Why bartenders are paying more attention to ice
If you live in a major U.S. city, odds are you’ve seen the wave of fancy cocktail bars that have become en vogue. The fact is, Americans are starting to focus more on what they eat and drink, and the quality of ingredients is an integral part of developing top-notch cuisine. Well, that same concept applies to mixology, and many renowned watering holes are delving into customizing ice for each drink. Of course, there is a lot that goes into this process. While ice might seem as easy as pouring some water in a cube tray, some of the best bars in locales such as Washington D.C., Chicago, Seattle and New York City are going above and beyond when crafting their signature drinks.

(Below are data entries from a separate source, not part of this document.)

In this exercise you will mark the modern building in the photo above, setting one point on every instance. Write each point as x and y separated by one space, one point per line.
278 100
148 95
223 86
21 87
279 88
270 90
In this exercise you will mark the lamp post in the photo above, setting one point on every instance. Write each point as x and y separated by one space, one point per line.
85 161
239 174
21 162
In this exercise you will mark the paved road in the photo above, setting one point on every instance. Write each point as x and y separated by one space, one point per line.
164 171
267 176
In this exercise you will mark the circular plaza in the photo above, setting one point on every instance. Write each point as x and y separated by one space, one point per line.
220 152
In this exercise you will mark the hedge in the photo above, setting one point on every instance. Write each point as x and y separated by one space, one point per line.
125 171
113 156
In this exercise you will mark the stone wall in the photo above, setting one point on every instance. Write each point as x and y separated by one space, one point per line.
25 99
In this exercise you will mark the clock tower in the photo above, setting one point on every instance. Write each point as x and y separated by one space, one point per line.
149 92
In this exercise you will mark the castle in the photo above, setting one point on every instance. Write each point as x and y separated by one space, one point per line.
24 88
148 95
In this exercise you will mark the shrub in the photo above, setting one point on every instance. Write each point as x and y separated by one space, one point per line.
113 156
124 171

Ordering crystal clear ice and shaping it is a hefty challenge in itself. Many establishments purchase large ice blocks, as sediment and air bubbles can be easier to cut away, leaving a gorgeous, translucent block with which to work. From there the ice can be shaped to melt at certain rates, to fit in specific bar glasses or to aesthetically add to the drink. This process is not only time consuming, but also takes up a lot of space. Bartenders often need a preparation area specifically for ice. For example, in an interview with Eater, Columbia Room bartender Matt Finke explained:
“We let it sit for a bit, because if it’s fresh out of the freezer, it will crack. We cut it into sheets with a chainsaw, then do the initial shaping with an udon noodle knife, which works well for shaping the ice.”
While a chainsaw may seem a bit drastic, the overall process ensures that each cocktail is made with pure ice shaped to provide a drink with the right temperature and dilution. Other establishments have used king cubes or custom molds to create larger blocks of ice specifically meant for drinks such as gin and tonics or simply a whiskey on the rocks.
Some speakeasys and cocktail bars are taking this idea a step further by developing ice with various flavors. For example, Eater notes that Bourbon Steak infuses ice spheres with liquids such as rosewater and vermouth. This allows bartenders to have much more control over how a drink is diluted over time. Remarkably, ice chefs seem to be taking the cocktail industry to a whole new echelon.